Şair Serpil Güldalı’nın ilk kitabı: Nar Lekesi
Türkiye’de, kadın cinayetlerinin, şiddetin tırmandığı, yaşam alanlarının her geçen gün daraldığı, toplumsal cinsiyet eşitsizliğinin ayyuka çıktığı bu dönemde, Güldalı’nın kitabı bir yudum nefes gibi.

Nar Lekesi kitabının kapağı
Elif ESER
Şair Serpil Güldalı’nın ilk şiir kitabı “Nar Lekesi,” bir yıl kadar önce Kanguru Yayınlarından çıktı. Ortalıkta yüzlerce ‘şiir kitabı’ olunca sonrası için umut veren kitaplar arada kaynayabiliyor.
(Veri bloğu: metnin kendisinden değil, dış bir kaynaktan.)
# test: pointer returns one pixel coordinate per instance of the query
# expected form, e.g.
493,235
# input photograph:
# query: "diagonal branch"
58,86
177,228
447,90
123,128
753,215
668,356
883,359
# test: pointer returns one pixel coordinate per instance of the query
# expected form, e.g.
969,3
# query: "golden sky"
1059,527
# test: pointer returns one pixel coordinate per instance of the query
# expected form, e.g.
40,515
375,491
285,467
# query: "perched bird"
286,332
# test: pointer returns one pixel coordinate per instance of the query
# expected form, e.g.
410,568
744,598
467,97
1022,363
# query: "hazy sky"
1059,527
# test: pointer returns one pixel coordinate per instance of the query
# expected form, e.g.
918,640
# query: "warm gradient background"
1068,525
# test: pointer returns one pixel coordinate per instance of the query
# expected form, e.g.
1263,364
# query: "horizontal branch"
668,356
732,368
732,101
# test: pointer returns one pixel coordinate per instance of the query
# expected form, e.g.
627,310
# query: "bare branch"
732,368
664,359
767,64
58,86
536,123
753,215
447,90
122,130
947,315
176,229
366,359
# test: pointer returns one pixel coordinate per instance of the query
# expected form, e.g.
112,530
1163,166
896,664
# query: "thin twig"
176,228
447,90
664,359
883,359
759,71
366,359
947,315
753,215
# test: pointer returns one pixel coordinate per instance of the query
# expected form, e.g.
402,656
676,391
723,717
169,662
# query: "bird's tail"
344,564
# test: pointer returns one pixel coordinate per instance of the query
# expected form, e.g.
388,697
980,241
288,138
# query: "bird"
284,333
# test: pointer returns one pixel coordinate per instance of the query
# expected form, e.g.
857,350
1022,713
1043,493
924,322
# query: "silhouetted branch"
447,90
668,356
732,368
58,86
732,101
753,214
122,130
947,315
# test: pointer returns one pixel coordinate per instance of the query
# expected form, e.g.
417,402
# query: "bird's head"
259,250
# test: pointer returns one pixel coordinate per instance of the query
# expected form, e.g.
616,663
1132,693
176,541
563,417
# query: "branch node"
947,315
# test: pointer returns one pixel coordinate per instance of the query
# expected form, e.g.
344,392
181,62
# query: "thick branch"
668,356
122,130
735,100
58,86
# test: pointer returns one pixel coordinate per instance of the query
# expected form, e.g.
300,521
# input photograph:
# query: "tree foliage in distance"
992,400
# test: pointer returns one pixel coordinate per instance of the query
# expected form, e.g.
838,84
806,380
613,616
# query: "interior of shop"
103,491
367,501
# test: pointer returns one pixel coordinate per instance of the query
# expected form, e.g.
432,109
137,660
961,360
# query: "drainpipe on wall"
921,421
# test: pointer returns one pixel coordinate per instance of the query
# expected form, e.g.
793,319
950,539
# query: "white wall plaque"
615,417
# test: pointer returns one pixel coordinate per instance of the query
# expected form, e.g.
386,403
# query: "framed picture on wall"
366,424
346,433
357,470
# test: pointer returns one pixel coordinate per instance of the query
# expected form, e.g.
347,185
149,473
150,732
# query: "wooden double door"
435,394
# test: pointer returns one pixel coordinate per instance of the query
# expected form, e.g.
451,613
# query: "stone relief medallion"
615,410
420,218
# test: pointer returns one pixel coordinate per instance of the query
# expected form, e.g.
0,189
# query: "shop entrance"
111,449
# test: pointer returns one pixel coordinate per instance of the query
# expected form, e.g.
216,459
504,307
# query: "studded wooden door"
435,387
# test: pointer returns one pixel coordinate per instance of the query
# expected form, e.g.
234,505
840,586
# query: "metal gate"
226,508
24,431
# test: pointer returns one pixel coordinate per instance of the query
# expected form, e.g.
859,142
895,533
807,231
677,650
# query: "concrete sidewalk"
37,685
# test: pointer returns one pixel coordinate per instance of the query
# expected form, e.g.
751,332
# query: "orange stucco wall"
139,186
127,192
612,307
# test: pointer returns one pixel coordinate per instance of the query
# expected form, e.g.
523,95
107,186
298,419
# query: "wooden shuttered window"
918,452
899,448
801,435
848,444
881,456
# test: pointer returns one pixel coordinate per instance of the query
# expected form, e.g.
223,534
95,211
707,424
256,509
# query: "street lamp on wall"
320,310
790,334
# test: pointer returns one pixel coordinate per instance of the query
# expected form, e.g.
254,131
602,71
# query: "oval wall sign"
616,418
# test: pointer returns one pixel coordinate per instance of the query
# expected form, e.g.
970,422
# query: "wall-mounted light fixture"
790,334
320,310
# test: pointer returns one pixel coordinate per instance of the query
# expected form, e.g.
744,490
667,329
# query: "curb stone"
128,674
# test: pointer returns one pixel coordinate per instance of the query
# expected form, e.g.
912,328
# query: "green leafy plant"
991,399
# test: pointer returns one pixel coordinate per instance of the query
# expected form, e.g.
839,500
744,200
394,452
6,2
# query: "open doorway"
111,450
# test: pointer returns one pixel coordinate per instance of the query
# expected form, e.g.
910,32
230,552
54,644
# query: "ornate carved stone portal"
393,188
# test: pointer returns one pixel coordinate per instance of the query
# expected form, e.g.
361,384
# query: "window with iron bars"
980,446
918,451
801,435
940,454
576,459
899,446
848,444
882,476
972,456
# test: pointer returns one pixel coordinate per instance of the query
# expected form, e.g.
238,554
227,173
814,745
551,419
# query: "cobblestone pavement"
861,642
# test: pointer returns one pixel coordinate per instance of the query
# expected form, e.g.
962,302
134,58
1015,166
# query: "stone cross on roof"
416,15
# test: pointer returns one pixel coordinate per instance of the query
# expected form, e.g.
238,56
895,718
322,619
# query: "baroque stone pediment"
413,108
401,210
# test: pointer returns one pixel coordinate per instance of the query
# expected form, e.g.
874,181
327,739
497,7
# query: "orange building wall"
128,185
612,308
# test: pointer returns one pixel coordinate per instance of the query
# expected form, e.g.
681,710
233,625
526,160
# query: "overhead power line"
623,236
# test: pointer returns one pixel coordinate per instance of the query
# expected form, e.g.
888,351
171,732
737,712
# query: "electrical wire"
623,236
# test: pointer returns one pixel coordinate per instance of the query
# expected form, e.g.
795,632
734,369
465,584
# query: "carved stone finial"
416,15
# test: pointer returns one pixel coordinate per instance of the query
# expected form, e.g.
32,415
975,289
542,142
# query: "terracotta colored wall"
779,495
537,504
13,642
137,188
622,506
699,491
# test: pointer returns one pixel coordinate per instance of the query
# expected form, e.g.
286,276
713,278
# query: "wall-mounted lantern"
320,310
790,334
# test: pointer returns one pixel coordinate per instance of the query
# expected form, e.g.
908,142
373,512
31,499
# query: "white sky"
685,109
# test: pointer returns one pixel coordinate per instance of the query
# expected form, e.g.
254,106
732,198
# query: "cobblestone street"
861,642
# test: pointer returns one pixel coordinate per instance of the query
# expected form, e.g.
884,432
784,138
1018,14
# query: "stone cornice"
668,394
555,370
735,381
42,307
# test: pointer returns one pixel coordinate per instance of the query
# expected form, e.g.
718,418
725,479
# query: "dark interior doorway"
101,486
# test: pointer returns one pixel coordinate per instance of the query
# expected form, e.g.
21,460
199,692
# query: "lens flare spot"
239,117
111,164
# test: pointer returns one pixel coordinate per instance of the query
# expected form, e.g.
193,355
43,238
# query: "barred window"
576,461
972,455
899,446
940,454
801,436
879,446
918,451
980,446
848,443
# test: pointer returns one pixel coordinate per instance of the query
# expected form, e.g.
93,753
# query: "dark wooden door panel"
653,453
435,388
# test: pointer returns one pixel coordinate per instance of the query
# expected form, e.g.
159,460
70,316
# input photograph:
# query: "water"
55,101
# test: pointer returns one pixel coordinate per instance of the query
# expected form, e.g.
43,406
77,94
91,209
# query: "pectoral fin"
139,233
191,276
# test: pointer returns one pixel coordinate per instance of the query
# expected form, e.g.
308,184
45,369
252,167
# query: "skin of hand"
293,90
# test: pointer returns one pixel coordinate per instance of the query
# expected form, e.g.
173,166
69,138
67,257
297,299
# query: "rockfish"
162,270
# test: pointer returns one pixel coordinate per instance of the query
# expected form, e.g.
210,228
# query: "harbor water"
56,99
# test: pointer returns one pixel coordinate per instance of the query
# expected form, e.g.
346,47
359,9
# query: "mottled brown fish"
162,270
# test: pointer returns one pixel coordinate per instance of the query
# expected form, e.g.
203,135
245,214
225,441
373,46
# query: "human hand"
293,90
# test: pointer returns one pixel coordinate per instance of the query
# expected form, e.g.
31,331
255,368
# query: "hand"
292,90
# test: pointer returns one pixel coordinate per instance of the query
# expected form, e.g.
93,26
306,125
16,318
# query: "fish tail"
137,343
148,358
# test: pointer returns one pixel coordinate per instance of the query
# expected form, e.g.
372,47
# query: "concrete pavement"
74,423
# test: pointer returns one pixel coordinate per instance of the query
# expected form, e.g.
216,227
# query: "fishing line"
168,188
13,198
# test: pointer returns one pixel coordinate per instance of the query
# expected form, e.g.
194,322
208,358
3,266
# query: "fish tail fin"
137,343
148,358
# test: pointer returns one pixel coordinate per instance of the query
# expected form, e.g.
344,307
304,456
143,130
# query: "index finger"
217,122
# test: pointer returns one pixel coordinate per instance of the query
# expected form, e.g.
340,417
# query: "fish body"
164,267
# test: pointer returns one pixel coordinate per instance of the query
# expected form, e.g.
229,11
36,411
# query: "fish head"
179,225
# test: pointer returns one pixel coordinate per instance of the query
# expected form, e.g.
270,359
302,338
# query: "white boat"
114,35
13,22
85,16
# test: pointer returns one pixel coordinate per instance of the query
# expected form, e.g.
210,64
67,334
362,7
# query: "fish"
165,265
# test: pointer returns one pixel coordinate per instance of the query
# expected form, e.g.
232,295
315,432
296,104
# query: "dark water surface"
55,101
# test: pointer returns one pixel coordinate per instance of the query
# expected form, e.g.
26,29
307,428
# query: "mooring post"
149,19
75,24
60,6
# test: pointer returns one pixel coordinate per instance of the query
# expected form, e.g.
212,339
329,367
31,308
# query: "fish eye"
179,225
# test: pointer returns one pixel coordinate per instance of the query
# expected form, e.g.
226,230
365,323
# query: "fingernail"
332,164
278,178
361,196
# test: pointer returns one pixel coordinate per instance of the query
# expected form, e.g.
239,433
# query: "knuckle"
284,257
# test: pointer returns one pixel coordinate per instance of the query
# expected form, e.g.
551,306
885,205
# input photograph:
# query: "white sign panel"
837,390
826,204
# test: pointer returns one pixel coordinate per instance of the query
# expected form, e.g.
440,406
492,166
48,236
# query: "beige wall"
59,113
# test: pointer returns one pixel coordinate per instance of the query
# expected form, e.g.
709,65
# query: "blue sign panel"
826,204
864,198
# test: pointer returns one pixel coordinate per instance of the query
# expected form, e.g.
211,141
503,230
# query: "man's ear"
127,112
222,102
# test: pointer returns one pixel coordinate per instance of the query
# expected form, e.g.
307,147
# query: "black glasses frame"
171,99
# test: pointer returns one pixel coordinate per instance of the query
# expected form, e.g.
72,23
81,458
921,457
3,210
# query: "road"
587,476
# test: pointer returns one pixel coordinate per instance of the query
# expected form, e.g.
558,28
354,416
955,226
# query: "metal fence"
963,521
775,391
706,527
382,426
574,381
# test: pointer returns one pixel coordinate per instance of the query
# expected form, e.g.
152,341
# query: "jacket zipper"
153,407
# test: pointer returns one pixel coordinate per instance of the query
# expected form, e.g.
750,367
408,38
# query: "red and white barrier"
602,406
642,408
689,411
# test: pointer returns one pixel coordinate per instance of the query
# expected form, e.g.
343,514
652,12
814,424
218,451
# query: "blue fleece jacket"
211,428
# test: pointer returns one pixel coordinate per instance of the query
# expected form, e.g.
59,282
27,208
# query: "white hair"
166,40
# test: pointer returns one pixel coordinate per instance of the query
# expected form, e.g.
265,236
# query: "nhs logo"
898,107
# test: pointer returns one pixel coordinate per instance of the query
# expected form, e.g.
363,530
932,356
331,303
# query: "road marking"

Kadın sorunun bugün geldiği nokta yüzlerce yıllık mücadele birikimine rağmen, özellikle Türkiye’de, kadın cinayetlerinin, şiddetin tırmandığı, yaşam alanlarının her geçen gün daraldığı, toplumsal cinsiyet eşitsizliğinin ayyuka çıktığı bu dönemde, Güldalı’nın kitabı bir yudum nefes gibi. Birebir örgütlü kadın mücadelesini ele almasa da bir kadının kendisi ve dışarıdaki ‘güçlü’ eril hayatla kurduğu ‘sorunlu’ bağı irdeliyor şiirlerinde.
“Bir gece / Bir düş büyüdü büyüdü dağın öte yüzünde / Kapkara gözlerine ufalarken geceyi / Güneşin rengini unutup nar ağacı oldum / Yüzüne taşıdığın gölgene tane tane dökülebilmek için.”
Kitap bu şiirle başlıyor ve bu nar tanelerinden dökülen nar lekesi bütün şiirlerine bulaşıyor bir şekilde. Aslında kadının güvenle yaşadığı iç dünyası ve kendi halinden, tekinsiz eril dünyaya kopuşunu anlatıyor şiirlerinde. “Beyaz çarşaflar” ve “temiz örtülerle” imgeleştirdiği kadının kendi güvenli alanına sürülen kanın, kırmızının ve narın lekesi eril dünyanın yarattığı yıkımla somutlaşıyor.
Bize başında çok iyimser gelse de ailenin kadını dışa karşı koruyan/sakınan/ahlakçı yapısının onu güçsüz kıldığına dikkat çekiyor şiirlerinde. Kadın, bir erkeğin dünyasıyla tanışıncaya kadar bu sakınma tutumunun kadın için bir sulta olduğunu göremiyor, bu durumu kadınlar arası bir kuşak aktarımı olarak da ele alıyor: “İpekler gibi tel tel söktü beni annem / Kuşatıp bezediği yerden / Annem de vaktiyle sökülmüş annesinden / Annemden öğrendim kendimden uzak kalmayı / Kırmızı leke bırakmayı / Siyah yelelerini coşturmayı bir adamın.”
Kadının kendi olabilme sürecini, mevcut ilişki yumağı içindeki emeğinin hiçe sayılmasını da şiirlerine taşıyan Güldalı, göç yollarında yaşamını yitiren çocukları da ele alıyor. Son yıllarda gündemimizi oldukça işgal eden göçmenler meselesi “Bilinmez Arya” şiirinde ele alınıyor. Şiir bize Alan Kurdi’nin 2015’teki ölümünü hatırlatıyor: “Şimdi gözlerimde bir kuş tufanı / Göç eder başka bir maviye / Seni maviliklerin lekelenmediği yerlere götüreceğim arya.”
Kitap, angajelerden uzak bir şiir dili ile şairin dert edindiği kadının dışarıdaki hayatla olan bağı, göç, aşk, hüznün ve hayata dair istemlerini naifçe anlatıyor. Ekonomik sıkıntıların, siyasi baskıların, burjuva siyasetin yarattığı bu kirli atmosferden biraz olsun uzaklaşmak, güzel düşler kurmak için iyi bir kitap.
“Tut elimden buralardan gidelim / Çocuklara benzeyen sıcak kentlere gidelim / Çünkü içimde kar üşümesi var” diyerek güzel günlere olan inancımızla bir nefes olması dileğiyle.